Arrow Academy has once again made me enjoy a film I would have otherwise passed over. I’m not generally one to watch or seek out romance films, let alone black & white French ones. However, The Love of a Woman added to my ever growing taste. Unfortunately, it is also a deeply flawed film with lack of character depth, plot-lines started and forgotten, among other issues. Even so, if you like French drama in any way, then there is some enjoyment to be had here.
The Movie Itself (3.5/5)
On the remote island of Ushant we meet Madame Leblanc, a schoolteacher set to retire soon. While she is not the main protagonist, she does provide us with the calm motherly figure to our young Doctor Marie Prieur. Marie arrives at the island and is at first avoided like the plague by the townsfolk. Marie has to earn their trust and along with Madame Leblanc’s help, she just may do so.
The Love of a Woman does a fine job developing Marie’s growth and acceptance as the island physician. She even lugs her weight around when it comes to little Aline and her illness by confronting her mother. Once the islanders know she is competent, they embrace her wholeheartedly. Where I feel it lacks is with love interest Andre. Andre is an engineer on the island working in a temporary capacity. He steps up and gets in a fight when two locals decide to prank Marie.
Andre falls head over heels for Marie and in true romance movie form, asks her out constantly and stalks her wherever she goes. Now this is not where I am knocking the film, as this kind of trope is used all the time even if it would fail disastrously in a real world application. What I didn’t like is all of a sudden it is weeks later and they are apparently both in love. This seems to come out of nowhere as Marie was telling madame Leblanc she was not interested.
After they get together the film really shines. Not because everything is wonderful and happily ever after, but for the fact it shows true conflict between two people who love each other. Whenever watching a film that takes place many years before I was born, I try to imagine as most would, what kind of different social contexts there would be. So when Marie and Andre fight over her moving away and whether or not she can still have her job, is fantastic. I would like to think that in the 1950’s this conversation happened often with women who wanted to work. I think the film portrays it in a smart and realistic way, even though a few parts seem over the top.
Visuals/Picture Quality (3/5)
Generally I am not one to mind excessive film grain as it provides some nice detail throughout the picture. This might be the first time I wish some of it actually got rendered out. Though the issues seemed more problematic towards the beginning of the film. At times, faces from a distance were almost all full of grain to where they looked like monsters. You can notice when young Aline and her friend are out on the country side the grain seems to envelope their whole outline and actually moves along with them, like some sort of comic book character. Thankfully it got better as the film went on, or I was just more engrossed with the story and didn’t mind it.

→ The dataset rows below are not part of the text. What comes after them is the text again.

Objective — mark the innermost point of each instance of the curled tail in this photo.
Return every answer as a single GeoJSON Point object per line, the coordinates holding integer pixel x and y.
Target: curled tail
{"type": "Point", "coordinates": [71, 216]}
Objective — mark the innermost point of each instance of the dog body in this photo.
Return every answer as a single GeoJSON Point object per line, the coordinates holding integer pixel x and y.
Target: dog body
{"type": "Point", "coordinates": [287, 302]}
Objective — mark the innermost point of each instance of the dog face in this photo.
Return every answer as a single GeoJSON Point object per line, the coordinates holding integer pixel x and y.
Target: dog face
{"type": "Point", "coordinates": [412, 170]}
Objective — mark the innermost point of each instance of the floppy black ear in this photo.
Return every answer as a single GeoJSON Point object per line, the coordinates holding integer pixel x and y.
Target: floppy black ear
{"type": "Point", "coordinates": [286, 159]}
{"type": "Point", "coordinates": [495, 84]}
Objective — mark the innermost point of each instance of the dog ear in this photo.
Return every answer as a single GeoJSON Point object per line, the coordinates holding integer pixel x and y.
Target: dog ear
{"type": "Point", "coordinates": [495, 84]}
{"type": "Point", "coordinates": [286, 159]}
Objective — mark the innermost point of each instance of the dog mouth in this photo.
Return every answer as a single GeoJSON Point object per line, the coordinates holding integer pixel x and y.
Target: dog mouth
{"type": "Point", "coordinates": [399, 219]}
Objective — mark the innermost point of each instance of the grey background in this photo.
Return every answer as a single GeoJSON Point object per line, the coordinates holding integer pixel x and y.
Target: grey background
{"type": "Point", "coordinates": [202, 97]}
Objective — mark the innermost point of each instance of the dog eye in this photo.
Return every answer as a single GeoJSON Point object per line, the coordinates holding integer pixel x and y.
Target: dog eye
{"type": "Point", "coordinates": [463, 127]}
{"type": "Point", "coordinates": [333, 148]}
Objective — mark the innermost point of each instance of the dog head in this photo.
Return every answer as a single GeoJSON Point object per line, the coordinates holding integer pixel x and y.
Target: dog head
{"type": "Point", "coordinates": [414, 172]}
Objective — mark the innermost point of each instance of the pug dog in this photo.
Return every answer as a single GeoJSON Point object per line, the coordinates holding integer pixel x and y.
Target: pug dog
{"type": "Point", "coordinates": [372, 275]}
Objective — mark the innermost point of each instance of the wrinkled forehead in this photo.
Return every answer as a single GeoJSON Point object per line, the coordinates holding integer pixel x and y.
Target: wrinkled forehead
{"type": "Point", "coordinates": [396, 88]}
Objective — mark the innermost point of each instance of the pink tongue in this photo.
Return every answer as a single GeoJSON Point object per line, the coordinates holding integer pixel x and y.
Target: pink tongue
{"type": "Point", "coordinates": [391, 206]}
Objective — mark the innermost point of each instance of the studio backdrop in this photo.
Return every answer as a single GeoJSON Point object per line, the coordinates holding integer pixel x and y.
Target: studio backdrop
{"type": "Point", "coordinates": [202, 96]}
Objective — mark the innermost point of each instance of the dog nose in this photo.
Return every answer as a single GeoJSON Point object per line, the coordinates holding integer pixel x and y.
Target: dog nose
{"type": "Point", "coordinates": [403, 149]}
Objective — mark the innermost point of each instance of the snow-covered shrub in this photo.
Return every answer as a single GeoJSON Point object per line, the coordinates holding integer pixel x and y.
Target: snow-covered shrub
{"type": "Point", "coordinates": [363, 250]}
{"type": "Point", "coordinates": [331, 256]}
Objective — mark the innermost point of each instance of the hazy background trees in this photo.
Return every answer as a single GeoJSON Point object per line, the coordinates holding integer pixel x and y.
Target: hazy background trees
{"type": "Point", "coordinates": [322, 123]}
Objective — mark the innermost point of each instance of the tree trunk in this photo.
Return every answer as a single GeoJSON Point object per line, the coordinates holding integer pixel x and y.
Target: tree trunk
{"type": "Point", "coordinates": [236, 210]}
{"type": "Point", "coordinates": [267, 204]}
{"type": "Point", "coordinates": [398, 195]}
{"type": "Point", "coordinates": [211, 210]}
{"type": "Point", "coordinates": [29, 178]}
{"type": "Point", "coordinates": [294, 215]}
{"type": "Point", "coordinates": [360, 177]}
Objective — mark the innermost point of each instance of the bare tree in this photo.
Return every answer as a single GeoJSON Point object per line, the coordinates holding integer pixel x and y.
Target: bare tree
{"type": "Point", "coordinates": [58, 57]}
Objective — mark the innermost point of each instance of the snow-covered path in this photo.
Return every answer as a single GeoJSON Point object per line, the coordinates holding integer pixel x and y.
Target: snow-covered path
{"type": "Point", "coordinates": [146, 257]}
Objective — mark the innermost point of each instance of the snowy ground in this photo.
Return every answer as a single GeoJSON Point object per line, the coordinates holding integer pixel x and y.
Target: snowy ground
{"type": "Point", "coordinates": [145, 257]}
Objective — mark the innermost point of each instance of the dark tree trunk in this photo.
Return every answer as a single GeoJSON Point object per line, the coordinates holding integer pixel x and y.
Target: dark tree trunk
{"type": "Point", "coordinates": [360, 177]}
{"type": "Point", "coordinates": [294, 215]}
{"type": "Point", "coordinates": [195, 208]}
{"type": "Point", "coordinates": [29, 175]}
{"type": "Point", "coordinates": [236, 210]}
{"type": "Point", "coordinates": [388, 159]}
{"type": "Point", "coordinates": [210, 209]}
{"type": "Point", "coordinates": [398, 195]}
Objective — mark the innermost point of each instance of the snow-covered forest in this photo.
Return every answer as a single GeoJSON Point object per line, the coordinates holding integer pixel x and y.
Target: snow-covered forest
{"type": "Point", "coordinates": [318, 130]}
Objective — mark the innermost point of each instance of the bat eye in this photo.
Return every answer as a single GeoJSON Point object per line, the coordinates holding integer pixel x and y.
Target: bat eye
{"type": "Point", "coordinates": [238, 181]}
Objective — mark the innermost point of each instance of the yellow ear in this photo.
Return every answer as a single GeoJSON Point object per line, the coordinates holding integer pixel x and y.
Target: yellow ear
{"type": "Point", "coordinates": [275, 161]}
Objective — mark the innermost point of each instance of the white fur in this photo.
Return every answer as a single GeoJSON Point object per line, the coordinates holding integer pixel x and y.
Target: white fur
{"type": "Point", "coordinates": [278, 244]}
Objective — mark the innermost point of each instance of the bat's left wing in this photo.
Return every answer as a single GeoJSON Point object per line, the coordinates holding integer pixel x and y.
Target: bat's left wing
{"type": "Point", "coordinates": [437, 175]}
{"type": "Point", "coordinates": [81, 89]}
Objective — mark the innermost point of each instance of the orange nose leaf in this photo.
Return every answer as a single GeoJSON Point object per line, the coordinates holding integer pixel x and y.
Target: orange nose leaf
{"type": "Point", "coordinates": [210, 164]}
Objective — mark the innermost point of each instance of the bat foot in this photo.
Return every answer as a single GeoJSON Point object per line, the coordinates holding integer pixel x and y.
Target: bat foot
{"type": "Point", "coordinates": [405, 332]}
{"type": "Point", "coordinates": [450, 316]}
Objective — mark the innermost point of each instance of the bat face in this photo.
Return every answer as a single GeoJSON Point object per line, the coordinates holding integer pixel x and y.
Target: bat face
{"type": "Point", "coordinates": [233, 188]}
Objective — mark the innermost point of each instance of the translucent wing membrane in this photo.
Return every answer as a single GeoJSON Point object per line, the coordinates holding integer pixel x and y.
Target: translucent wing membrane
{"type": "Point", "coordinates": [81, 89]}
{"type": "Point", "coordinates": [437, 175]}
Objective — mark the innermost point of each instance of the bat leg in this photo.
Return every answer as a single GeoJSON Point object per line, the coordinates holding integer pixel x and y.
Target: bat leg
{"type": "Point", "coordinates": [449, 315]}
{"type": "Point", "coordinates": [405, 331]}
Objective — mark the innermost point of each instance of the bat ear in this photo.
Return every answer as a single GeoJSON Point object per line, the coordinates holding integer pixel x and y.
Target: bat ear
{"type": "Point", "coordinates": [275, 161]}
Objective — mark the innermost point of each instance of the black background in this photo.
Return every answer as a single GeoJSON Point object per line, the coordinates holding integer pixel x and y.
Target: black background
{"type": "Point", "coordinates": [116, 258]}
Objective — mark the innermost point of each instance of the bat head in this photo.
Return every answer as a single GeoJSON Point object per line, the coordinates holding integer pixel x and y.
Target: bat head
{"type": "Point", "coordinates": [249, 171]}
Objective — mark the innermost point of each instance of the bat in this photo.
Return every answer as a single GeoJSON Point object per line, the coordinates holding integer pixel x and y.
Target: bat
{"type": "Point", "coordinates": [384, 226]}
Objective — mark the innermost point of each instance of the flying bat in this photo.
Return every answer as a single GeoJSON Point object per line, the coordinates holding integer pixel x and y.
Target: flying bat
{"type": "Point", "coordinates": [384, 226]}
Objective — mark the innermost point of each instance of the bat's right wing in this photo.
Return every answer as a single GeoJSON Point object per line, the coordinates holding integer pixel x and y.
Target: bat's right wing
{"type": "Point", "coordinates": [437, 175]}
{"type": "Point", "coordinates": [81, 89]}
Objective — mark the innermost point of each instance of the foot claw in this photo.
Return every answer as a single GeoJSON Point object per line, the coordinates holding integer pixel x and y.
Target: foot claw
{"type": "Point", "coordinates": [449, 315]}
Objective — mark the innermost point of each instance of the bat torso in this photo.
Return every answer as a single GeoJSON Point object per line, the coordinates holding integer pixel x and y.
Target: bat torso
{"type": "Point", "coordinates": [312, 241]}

Arrow doesn’t provide much info in the booklet on the transfer (see picture in packaging section) so I wonder how bad the elements were that they worked with. I also can’t imagine this being a huge seller for them, so I am sure time and money spent could have been a factor as well. Even so, people that are fond of this film or interested in it for the first time, should not be dissuaded by the picture quality. It is probably the best it has and will ever look and shouldn’t be too much of a distraction upon viewing.
Score/Audio Quality (4.5/5)
The Love of a Woman comes with a French LPCM track with optional English subtitles. The dialogue is crystal clear throughout and the subtitles seem accurate and all made sense. The score is quite subtle, but also varied. Though this is to be expected with the variety of scenes that had to be scored. The effects were also well done even though a few lacked a punch. The lack of extra sound during the fight scene made it almost comical, but I suppose it was actually more realistic since we are used to over embellishments in most films nowadays.
Special Features (2/5)
In Search of Jean Gremillon (1:36:09) A feature length documentary that aired in 1969. It starts off very slowly as it just has people vaguely describing Jean Gremillon’s character and what it was like to work for/with him. Eventually it goes slightly more in depth with a few of his films, even showing clips up to 5 minutes long of the films. It did make me want to see some of his other works but overall gave me little info on the man himself. It’s not something I’ll watch again and would not recommend. If you are more familiar with his films, then it might be nice as a nostalgia trip.
- Blu-ray & DVD
- Disc Art
- Reversible Liner
- Clear Non-ECO Case
- Illustrated collector’s booklet featuring new writing on the film by critic Ginette Vincendeau (First Pressing Only)
- Aspect ratio: 1.37:1
- French LPCM 2.0 Mono
Runtime 103 Mins
The Love of a Woman Overall (3/5)
This Blu-ray of The Love of a Woman is somewhat hit and miss. The film itself was a nice overall treat though some of the technical merits could have used work. Likewise with the special features. However, I do realize that a film like this might have a small audience and to spend a lot of time and money on the transfer and create new special features may prevent us from getting other films out on Blu-ray. I’m glad this film did get released and I was still able to watch it in pretty decent quality.